It’s time we evolve our security systems from submissive observers to practical responders.
So, what about Industries thriving in the L&D and Assessment Domain?
This time, we folks from L&D and Performance Assessment started early, and we found these newer technologies to be the game changers. The tech and operational nuances were discussed and strategized at all levels. Every stakeholder agreed that maintaining the security of online learning, online tests, online exams, and online assessments is vital for operations. Security plays a big role in ensuring accurate measurement, but it also protects the organization’s intellectual property and brand integrity.
Implementing new-age security systems ensures that the outcomes produced by Learning and Assessment systems are fair, reliable, and valid. It also endorses that any credential, certification, license, or qualification has been achieved honestly.
Stakes are really high, and L&D teams are seriously looking for partners who can help them with their queries. Let me share a gist of common queries from the industry.

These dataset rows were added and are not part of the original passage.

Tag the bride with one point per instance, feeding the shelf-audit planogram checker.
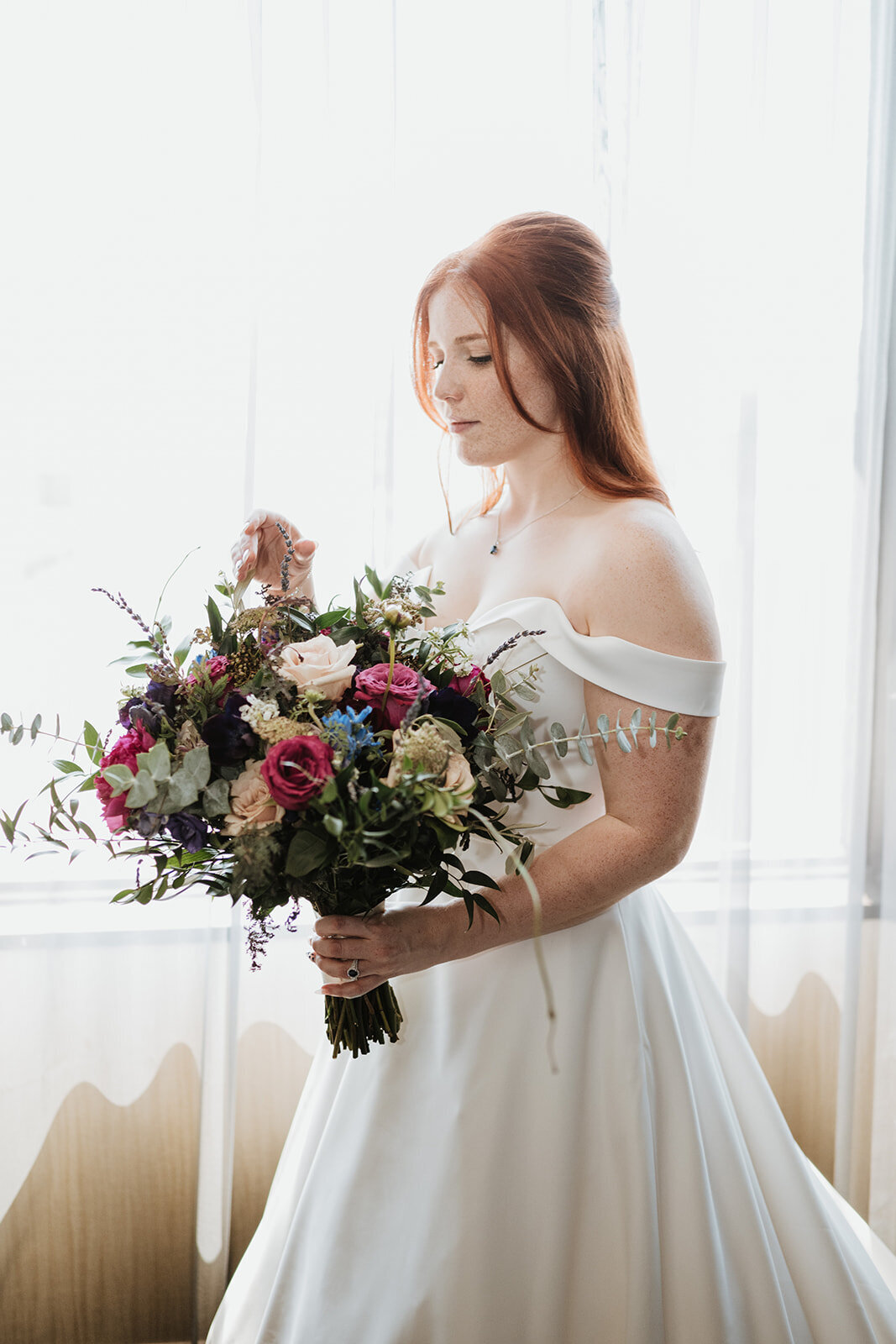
(636, 1183)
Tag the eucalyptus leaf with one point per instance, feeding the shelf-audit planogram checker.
(526, 692)
(584, 743)
(307, 853)
(537, 763)
(559, 738)
(156, 761)
(196, 766)
(141, 790)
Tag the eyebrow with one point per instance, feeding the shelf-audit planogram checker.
(458, 340)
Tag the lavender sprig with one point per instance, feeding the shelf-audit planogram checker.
(160, 647)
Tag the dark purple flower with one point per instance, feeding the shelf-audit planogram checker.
(163, 696)
(458, 709)
(230, 738)
(123, 712)
(188, 830)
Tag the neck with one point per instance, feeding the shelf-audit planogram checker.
(535, 488)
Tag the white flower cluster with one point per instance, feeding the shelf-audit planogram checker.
(258, 711)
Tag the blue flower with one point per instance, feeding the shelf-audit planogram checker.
(348, 732)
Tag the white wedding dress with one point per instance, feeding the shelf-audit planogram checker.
(450, 1189)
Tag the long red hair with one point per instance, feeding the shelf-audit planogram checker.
(547, 280)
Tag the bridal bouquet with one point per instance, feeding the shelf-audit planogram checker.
(332, 756)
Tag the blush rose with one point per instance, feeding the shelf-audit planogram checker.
(250, 803)
(320, 664)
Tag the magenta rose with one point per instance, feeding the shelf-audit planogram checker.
(369, 687)
(297, 769)
(123, 753)
(464, 685)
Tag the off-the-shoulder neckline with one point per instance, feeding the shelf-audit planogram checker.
(483, 617)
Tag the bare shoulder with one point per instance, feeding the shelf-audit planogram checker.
(641, 581)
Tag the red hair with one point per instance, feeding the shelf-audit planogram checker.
(546, 279)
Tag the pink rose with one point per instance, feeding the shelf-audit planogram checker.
(217, 667)
(464, 685)
(369, 687)
(297, 769)
(123, 753)
(320, 664)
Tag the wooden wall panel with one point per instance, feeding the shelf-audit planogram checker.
(97, 1247)
(799, 1052)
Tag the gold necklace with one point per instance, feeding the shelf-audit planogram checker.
(497, 538)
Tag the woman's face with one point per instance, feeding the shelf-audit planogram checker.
(483, 420)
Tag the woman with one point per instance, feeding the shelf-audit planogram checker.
(454, 1187)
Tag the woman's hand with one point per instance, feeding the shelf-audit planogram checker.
(258, 551)
(385, 944)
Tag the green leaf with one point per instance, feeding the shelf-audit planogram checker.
(513, 722)
(621, 738)
(584, 743)
(215, 622)
(120, 777)
(217, 799)
(566, 797)
(195, 766)
(484, 904)
(307, 853)
(437, 886)
(559, 738)
(67, 766)
(479, 879)
(183, 649)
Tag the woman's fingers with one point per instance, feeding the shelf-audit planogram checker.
(344, 949)
(352, 988)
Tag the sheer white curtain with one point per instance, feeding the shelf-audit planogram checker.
(219, 218)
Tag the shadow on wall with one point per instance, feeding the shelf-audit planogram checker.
(98, 1245)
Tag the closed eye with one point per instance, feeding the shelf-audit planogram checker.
(474, 360)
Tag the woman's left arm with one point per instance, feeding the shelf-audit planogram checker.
(652, 799)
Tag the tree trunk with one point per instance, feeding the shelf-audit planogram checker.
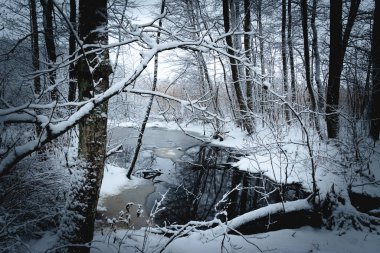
(35, 47)
(47, 7)
(262, 60)
(291, 57)
(375, 108)
(317, 59)
(307, 63)
(147, 113)
(246, 120)
(78, 225)
(248, 53)
(284, 57)
(72, 47)
(333, 86)
(338, 46)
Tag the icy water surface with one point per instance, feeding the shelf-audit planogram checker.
(193, 178)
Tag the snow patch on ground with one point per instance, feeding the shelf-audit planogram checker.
(115, 181)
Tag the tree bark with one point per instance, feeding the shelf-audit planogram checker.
(35, 46)
(246, 120)
(72, 47)
(262, 60)
(284, 57)
(147, 113)
(248, 53)
(317, 59)
(291, 56)
(375, 108)
(77, 227)
(338, 46)
(307, 63)
(47, 7)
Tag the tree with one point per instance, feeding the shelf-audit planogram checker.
(47, 7)
(284, 54)
(248, 53)
(243, 109)
(291, 55)
(92, 74)
(35, 45)
(317, 64)
(338, 46)
(307, 63)
(72, 47)
(375, 106)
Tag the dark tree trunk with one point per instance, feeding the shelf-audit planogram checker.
(78, 227)
(291, 57)
(338, 46)
(317, 58)
(72, 47)
(375, 108)
(248, 53)
(307, 63)
(47, 7)
(35, 47)
(147, 112)
(246, 120)
(284, 57)
(333, 86)
(262, 60)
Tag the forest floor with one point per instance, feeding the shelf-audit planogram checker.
(268, 151)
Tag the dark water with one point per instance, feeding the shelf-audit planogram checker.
(198, 181)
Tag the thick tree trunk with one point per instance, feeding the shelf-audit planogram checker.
(72, 47)
(375, 108)
(77, 227)
(248, 53)
(333, 86)
(35, 47)
(284, 57)
(338, 46)
(307, 63)
(246, 120)
(47, 7)
(317, 59)
(262, 60)
(291, 57)
(147, 113)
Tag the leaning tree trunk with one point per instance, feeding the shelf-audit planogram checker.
(333, 86)
(248, 53)
(262, 60)
(246, 120)
(375, 108)
(35, 47)
(72, 47)
(47, 7)
(284, 57)
(148, 109)
(307, 64)
(78, 224)
(291, 55)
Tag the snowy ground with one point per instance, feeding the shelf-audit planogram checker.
(293, 153)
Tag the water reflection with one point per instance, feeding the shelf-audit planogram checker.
(198, 179)
(197, 190)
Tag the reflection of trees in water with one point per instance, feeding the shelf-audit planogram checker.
(199, 187)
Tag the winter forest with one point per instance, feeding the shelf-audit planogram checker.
(189, 126)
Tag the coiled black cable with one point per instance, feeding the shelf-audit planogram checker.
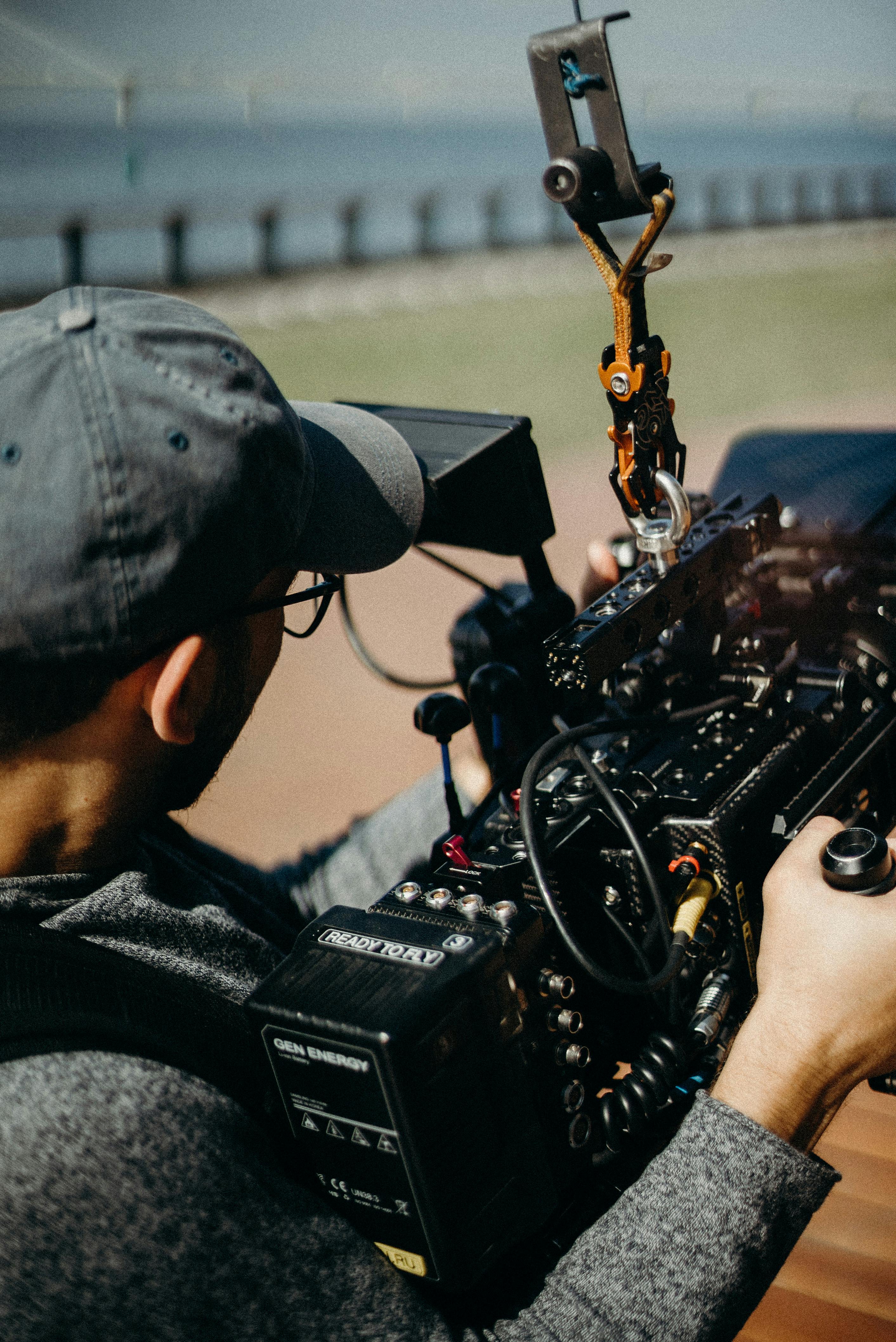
(632, 987)
(638, 1098)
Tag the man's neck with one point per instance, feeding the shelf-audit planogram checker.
(69, 804)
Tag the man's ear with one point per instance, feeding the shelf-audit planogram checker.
(180, 690)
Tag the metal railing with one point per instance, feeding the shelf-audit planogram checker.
(497, 217)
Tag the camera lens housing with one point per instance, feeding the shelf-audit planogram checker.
(859, 861)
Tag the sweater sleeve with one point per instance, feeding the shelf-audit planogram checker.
(141, 1203)
(376, 853)
(689, 1251)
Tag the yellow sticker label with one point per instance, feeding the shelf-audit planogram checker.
(742, 901)
(750, 949)
(403, 1259)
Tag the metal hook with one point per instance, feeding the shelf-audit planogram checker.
(660, 537)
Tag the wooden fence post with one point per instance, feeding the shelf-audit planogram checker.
(844, 206)
(716, 214)
(427, 214)
(801, 207)
(73, 254)
(494, 213)
(176, 252)
(762, 214)
(269, 229)
(350, 217)
(880, 199)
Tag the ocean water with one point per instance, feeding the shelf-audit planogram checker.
(124, 184)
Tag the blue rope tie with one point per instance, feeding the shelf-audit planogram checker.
(575, 81)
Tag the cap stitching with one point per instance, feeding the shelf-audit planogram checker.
(196, 387)
(85, 358)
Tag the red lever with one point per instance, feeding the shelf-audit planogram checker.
(455, 853)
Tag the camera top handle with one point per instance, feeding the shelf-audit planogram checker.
(598, 184)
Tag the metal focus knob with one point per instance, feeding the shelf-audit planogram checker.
(859, 861)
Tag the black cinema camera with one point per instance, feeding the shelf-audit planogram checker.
(450, 1059)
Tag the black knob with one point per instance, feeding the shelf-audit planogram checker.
(859, 861)
(441, 716)
(495, 686)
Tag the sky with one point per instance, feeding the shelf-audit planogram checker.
(456, 58)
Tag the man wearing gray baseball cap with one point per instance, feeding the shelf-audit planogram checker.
(157, 498)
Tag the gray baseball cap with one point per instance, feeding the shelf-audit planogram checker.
(152, 474)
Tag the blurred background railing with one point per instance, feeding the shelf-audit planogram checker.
(199, 241)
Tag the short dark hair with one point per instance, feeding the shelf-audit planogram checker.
(38, 700)
(41, 698)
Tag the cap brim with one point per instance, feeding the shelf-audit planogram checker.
(368, 497)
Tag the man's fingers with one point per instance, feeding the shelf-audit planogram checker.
(801, 859)
(603, 572)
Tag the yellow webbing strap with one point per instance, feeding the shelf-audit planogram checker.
(619, 282)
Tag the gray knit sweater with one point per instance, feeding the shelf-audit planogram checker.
(137, 1201)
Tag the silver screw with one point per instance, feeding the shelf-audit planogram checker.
(471, 906)
(439, 898)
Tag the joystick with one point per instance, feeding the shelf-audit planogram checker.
(442, 716)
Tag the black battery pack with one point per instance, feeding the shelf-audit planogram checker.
(399, 1050)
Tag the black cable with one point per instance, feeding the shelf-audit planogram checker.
(628, 987)
(599, 727)
(495, 594)
(643, 963)
(623, 820)
(371, 663)
(321, 607)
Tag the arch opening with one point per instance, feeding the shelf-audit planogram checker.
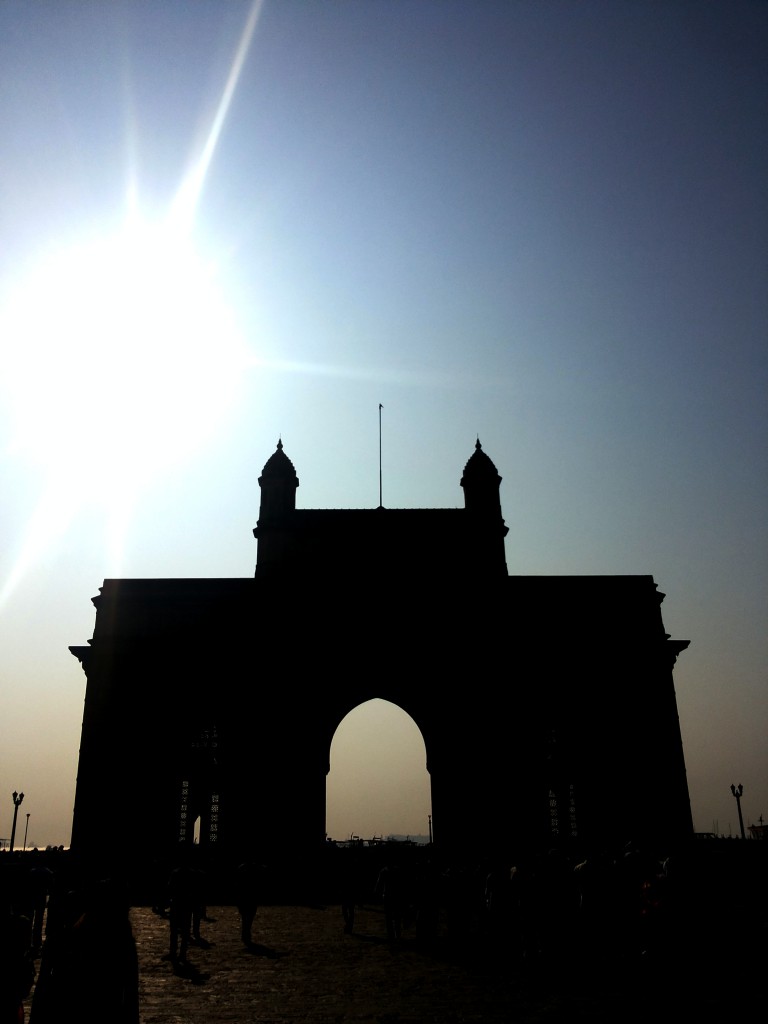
(378, 784)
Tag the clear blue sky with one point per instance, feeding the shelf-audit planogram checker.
(542, 222)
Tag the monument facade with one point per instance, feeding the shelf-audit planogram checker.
(547, 704)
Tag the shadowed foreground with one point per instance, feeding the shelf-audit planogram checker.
(304, 969)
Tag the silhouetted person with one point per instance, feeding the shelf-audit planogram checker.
(352, 887)
(249, 893)
(391, 889)
(16, 964)
(183, 904)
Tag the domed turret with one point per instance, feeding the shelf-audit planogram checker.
(279, 482)
(480, 482)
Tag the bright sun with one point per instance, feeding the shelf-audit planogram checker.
(120, 357)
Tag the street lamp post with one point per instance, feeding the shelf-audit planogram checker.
(735, 790)
(17, 798)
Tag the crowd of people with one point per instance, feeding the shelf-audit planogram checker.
(69, 935)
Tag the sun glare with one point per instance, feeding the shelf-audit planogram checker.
(120, 358)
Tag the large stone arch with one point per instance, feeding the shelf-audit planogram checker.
(365, 764)
(525, 689)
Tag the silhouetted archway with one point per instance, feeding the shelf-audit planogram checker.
(378, 783)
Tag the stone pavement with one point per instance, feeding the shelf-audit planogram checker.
(304, 970)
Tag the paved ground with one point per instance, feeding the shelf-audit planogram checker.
(305, 970)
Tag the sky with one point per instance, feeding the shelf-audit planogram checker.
(541, 222)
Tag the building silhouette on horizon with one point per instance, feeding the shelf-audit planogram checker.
(546, 704)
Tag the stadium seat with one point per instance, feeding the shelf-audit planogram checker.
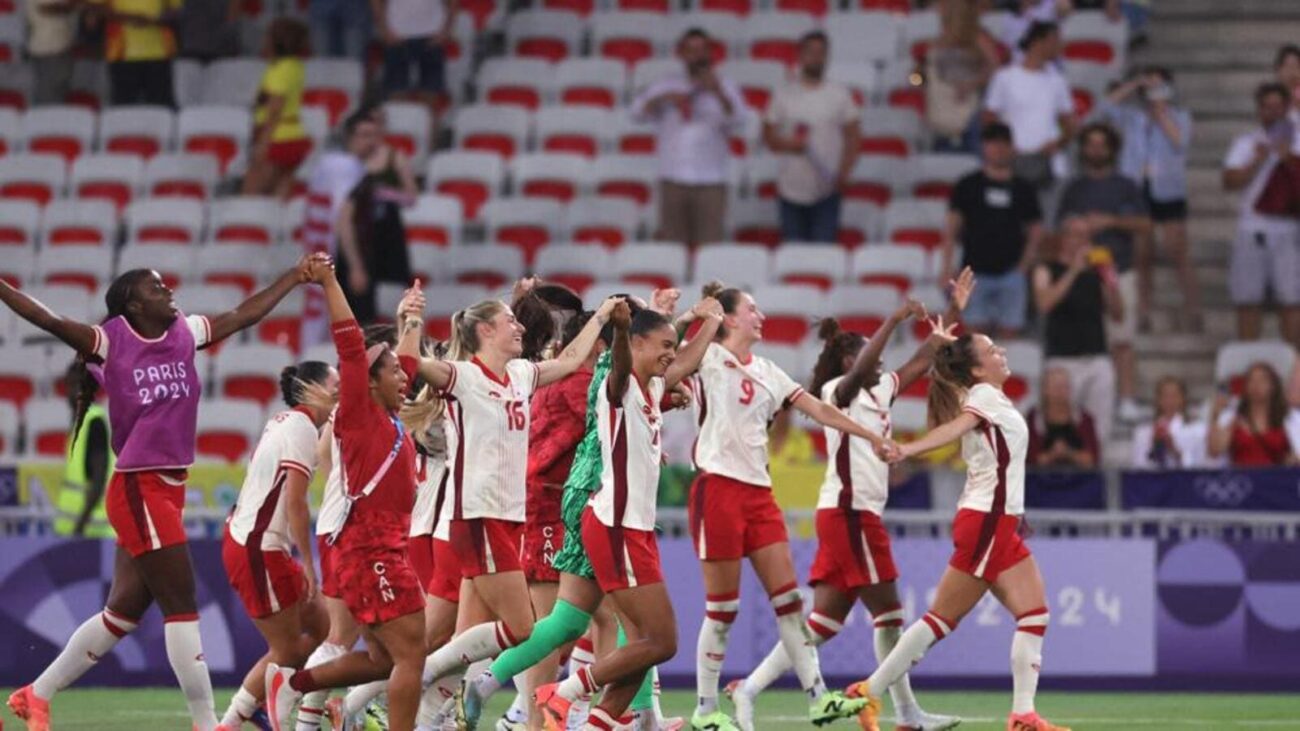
(232, 82)
(228, 429)
(488, 128)
(1235, 358)
(575, 130)
(809, 264)
(606, 220)
(65, 130)
(735, 264)
(164, 220)
(572, 265)
(78, 223)
(473, 177)
(550, 35)
(137, 130)
(219, 132)
(87, 267)
(33, 177)
(489, 265)
(18, 224)
(182, 174)
(246, 219)
(898, 267)
(527, 224)
(655, 264)
(519, 82)
(789, 311)
(915, 223)
(108, 176)
(433, 220)
(590, 82)
(550, 174)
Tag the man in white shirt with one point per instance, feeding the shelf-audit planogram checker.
(813, 124)
(1266, 251)
(696, 113)
(1034, 99)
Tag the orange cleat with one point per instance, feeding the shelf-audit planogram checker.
(1031, 722)
(30, 708)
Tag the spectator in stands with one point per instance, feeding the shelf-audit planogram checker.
(1060, 433)
(696, 113)
(1255, 433)
(1174, 440)
(996, 217)
(415, 35)
(813, 124)
(1266, 251)
(958, 65)
(1077, 295)
(1156, 139)
(51, 34)
(339, 27)
(280, 142)
(1035, 102)
(1117, 215)
(139, 46)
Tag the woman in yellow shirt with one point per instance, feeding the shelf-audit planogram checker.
(280, 142)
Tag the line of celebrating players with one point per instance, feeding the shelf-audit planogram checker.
(443, 504)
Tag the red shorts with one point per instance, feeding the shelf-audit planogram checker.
(984, 544)
(420, 553)
(289, 154)
(731, 519)
(445, 582)
(329, 571)
(622, 558)
(852, 552)
(486, 545)
(265, 580)
(146, 509)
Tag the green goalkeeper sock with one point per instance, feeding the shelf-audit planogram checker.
(563, 624)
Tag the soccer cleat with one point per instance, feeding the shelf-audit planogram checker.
(869, 718)
(1031, 722)
(29, 706)
(715, 721)
(553, 705)
(744, 703)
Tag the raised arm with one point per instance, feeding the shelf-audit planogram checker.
(77, 334)
(576, 353)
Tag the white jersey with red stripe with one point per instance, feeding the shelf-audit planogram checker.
(735, 403)
(995, 453)
(488, 438)
(854, 476)
(287, 445)
(631, 451)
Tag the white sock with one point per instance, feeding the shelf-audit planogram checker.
(797, 640)
(909, 651)
(92, 640)
(185, 653)
(242, 706)
(311, 710)
(1027, 657)
(711, 648)
(480, 641)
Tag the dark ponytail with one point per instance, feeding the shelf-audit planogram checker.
(830, 363)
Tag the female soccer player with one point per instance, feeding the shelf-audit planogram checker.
(378, 466)
(146, 347)
(271, 518)
(854, 559)
(732, 513)
(966, 402)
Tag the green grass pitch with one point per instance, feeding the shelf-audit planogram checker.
(161, 709)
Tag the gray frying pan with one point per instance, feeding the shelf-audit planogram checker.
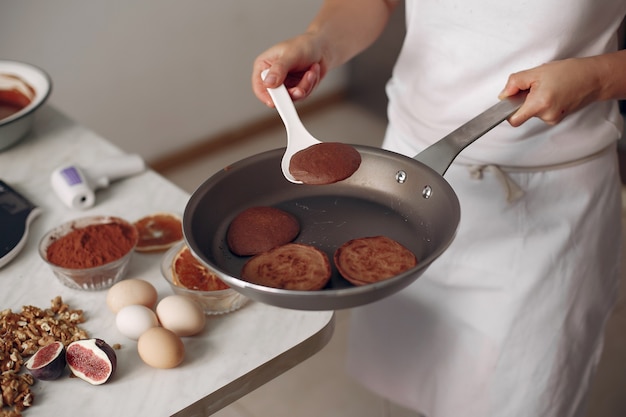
(406, 199)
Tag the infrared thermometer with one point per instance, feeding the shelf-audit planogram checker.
(76, 186)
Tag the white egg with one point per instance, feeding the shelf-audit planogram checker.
(181, 314)
(133, 320)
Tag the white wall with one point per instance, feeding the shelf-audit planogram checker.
(153, 75)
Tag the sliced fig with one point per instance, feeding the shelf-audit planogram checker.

Almost all of them wanted to know about new developments to ensure test security, for example, detecting any test misconduct. Around 80 percent of the people were worried about how to validate a test taker and ensure uniformity across remote and in-person testing. There were some queries on operational aspects like, “How to prevent a test taker from sharing test items or forms online?” and “What type of secure online remote tests, exams, and assessments are used in education?”
In addition to these, there were some strong queries on policy implementation, such as “Preparation and communication of a strong test security policy,” “Need of a standard guideline document on security measures on how to prevent misconduct on test day,” and “A list of secure testing measures that I can use during test design and development.”
But the question that is echoing everywhere is, “How can AI help students and teachers with assessment?
In the end, Test and Assessment is all about “conduct” and “misconduct.” However, the fear of misconduct shows its veracity. There are various forms of misconduct, such as getting an illegal copy of content before a test, copying answers from another test taker, or using someone else to take the test. There are many other examples. Imagine a scenario where a hacker uses generative AI tools to make apps that search the internet and create fake profiles of the targets. They can make fake websites that trick people into giving their credentials or make many websites with small differences from the others, increasing their chances of bypassing network security tools. Think about the impact of this on a University where Digital learning and assessment are at risk. All the data and processes are vulnerable.
That’s scary! You need to stay safe out there!
Technology providers should address these challenges by preventing and outpacing fraudulent practices and ensure the validity of services administered by addressing security risks and threats.
So the question is, “How are we exploring Security Measures in E-Assessment?”
My Journey with Security
It’s almost 25 years since I got exposed to security. It might look outdated, but revisiting it with the present-day context might help connect the dots.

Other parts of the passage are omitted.